Studies on the Mechanism of Toxicity of DDT and Polychlorinated Biphenyls: Disruption of Osmoregulation in Marine Fish

In 1970 studies were initiated at the Mount Desert Island Biological Laboratory to explore mechanisms of toxicity underlying the high sensitivity of bony fish, teleosts, to organochlorine pollutants. The starting point was several reports that DDT [1 ,1, 1-trichloro-2, 2-bis (p-chlorophenyl) ethane] inhibited Na, K-ATPase (Na+, K+-activated adenosine triphosphatase), as well as the knowledge that this enzyme appears to play a central role in osmoregulation by marine teleosts. In the face of a desiccative environment, these fish maintain body fluid hypotonicity (Fig. 1) by drinking sea water, absorbing water coupled with salts across the intestinal epithelium, and eventually secreting the NaCl across the gill epithelium while retaining the free water. The primary driving mechanism in both intestine and gill is the Na pump with which Na, K-ATPase appears to be intimately involved. For fuller discussion, see (2) and (3).
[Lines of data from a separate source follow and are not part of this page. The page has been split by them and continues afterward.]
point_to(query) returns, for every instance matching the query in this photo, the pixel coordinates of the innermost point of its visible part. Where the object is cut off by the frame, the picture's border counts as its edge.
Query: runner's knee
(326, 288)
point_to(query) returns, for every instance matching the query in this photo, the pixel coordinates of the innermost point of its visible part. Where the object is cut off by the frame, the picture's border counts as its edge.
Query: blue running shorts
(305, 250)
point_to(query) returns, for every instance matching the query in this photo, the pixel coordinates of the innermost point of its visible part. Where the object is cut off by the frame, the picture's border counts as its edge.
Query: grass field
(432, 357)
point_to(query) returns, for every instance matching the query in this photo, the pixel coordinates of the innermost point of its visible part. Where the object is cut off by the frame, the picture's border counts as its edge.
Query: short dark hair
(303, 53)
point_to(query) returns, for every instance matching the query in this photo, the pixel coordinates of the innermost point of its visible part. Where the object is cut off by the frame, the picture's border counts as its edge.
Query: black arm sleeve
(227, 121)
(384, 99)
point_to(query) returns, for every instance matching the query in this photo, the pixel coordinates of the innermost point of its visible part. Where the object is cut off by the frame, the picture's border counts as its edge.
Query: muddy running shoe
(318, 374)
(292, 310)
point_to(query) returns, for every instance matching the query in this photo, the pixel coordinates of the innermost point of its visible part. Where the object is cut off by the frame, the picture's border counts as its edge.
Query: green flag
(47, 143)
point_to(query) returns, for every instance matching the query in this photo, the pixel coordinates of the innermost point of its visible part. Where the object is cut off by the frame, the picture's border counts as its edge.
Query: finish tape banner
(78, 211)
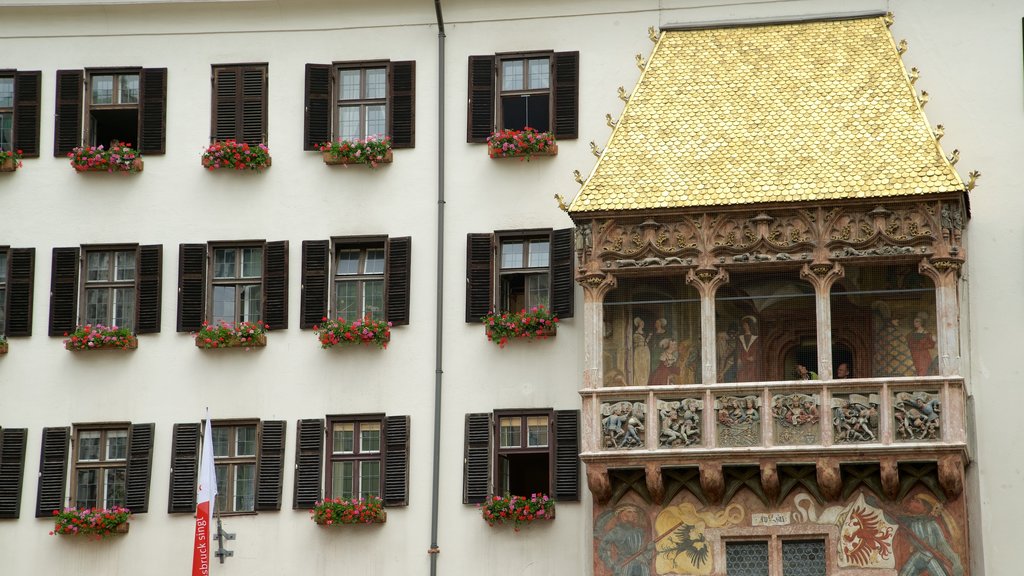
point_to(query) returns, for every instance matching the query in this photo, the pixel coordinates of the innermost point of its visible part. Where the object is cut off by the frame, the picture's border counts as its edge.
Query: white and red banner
(206, 495)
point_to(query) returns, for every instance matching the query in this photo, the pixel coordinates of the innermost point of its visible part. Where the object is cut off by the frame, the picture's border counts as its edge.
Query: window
(799, 558)
(111, 465)
(232, 283)
(352, 100)
(516, 90)
(355, 277)
(126, 105)
(249, 456)
(532, 268)
(366, 455)
(119, 286)
(522, 452)
(19, 96)
(240, 104)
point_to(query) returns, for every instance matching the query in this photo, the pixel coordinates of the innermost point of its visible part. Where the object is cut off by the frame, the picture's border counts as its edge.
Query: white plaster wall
(970, 58)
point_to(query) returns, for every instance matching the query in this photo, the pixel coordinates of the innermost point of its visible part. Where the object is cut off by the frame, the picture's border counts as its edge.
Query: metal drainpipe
(438, 348)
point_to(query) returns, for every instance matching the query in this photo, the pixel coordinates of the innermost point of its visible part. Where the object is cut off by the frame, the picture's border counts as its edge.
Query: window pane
(125, 265)
(375, 121)
(348, 122)
(370, 437)
(86, 489)
(245, 487)
(540, 71)
(370, 479)
(349, 84)
(251, 302)
(512, 75)
(124, 307)
(221, 442)
(117, 445)
(348, 262)
(88, 446)
(341, 483)
(747, 559)
(804, 558)
(537, 428)
(102, 89)
(245, 442)
(539, 253)
(129, 88)
(223, 303)
(511, 254)
(510, 437)
(114, 487)
(344, 435)
(376, 83)
(97, 305)
(97, 266)
(375, 260)
(374, 298)
(223, 262)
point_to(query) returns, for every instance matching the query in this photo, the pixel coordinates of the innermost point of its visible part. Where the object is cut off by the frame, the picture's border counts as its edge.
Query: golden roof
(780, 113)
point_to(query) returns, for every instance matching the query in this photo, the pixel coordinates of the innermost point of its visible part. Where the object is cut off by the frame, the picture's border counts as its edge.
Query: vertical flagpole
(206, 495)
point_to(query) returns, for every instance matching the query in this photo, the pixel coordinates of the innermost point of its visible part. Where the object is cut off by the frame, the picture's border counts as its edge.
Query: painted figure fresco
(680, 422)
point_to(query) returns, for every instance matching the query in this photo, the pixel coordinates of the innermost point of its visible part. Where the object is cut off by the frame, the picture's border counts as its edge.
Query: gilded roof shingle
(780, 113)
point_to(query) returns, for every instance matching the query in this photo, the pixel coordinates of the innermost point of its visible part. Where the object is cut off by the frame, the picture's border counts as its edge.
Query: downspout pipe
(439, 320)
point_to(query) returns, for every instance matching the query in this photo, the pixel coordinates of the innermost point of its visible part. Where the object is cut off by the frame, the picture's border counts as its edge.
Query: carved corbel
(713, 482)
(654, 483)
(599, 484)
(890, 478)
(829, 479)
(951, 476)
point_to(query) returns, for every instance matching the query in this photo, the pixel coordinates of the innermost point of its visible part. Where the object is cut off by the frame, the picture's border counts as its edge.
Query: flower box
(93, 337)
(339, 511)
(223, 335)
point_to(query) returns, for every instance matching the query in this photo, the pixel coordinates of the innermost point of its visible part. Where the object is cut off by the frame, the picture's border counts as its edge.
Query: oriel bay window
(356, 277)
(232, 283)
(356, 100)
(365, 455)
(113, 285)
(111, 465)
(127, 105)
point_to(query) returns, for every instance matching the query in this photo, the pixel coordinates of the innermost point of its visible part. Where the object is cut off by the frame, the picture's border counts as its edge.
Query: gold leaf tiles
(780, 113)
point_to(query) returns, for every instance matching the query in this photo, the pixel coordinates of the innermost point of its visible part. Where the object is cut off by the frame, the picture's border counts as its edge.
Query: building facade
(688, 413)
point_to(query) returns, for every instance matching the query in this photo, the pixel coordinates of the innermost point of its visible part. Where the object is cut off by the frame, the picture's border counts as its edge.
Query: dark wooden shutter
(184, 468)
(147, 287)
(308, 462)
(317, 113)
(562, 273)
(481, 98)
(64, 291)
(139, 467)
(12, 443)
(398, 271)
(565, 90)
(192, 286)
(478, 276)
(566, 472)
(270, 466)
(402, 115)
(68, 125)
(20, 272)
(396, 461)
(476, 470)
(52, 470)
(153, 110)
(275, 285)
(314, 282)
(28, 88)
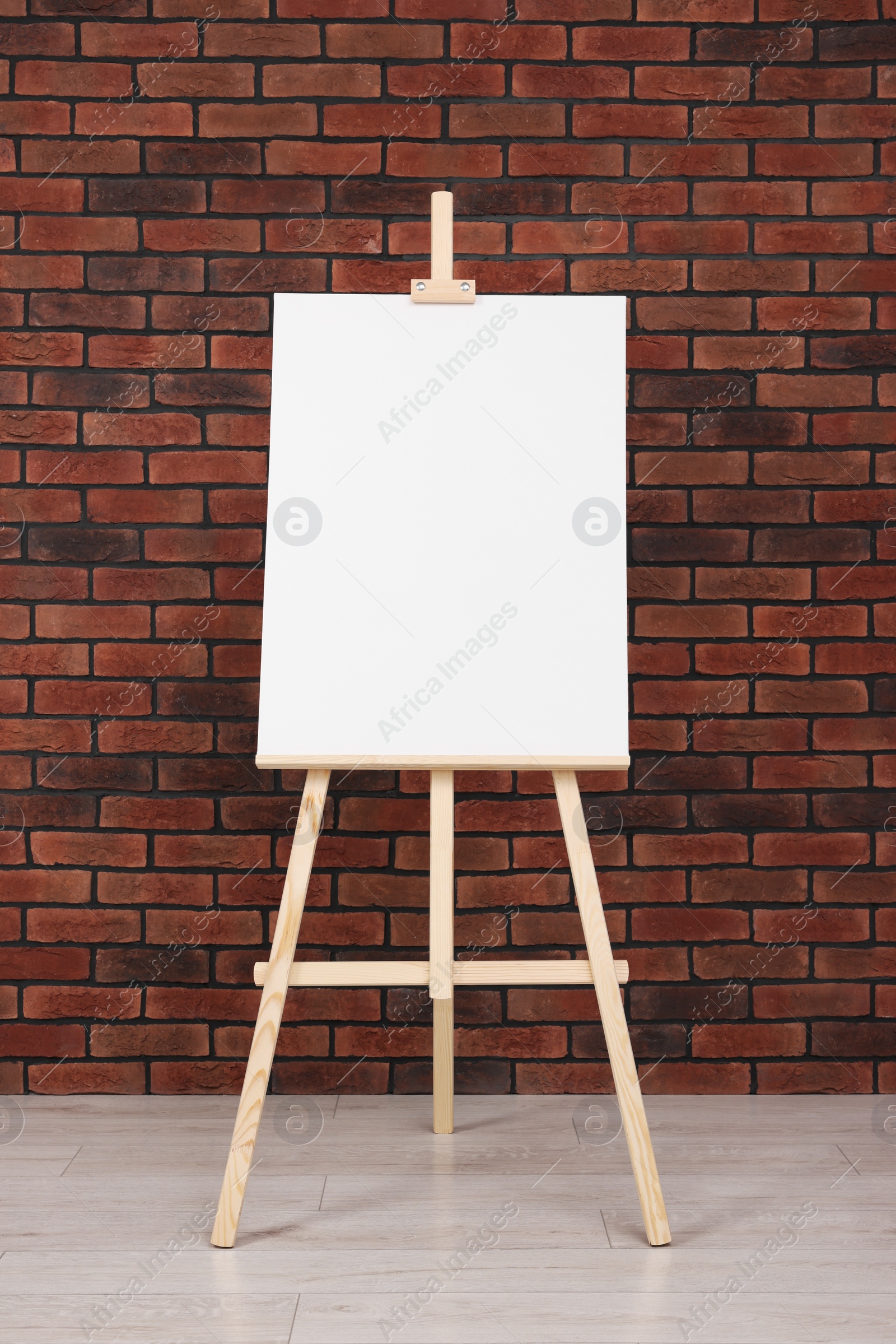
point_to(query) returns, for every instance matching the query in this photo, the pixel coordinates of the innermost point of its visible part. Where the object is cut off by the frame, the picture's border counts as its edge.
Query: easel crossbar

After demonstrating that DDT did, in fact, inhibit Na, K-ATPase activity in homogenates of intestinal mucosa and gill filaments from several marine teleosts (2), attention was focused on the sea water-adapted eel (Anguilla rostrata), in which osmoregulation has been well investigated. This eel can also adapt to fresh water and can be used for future DDT studies.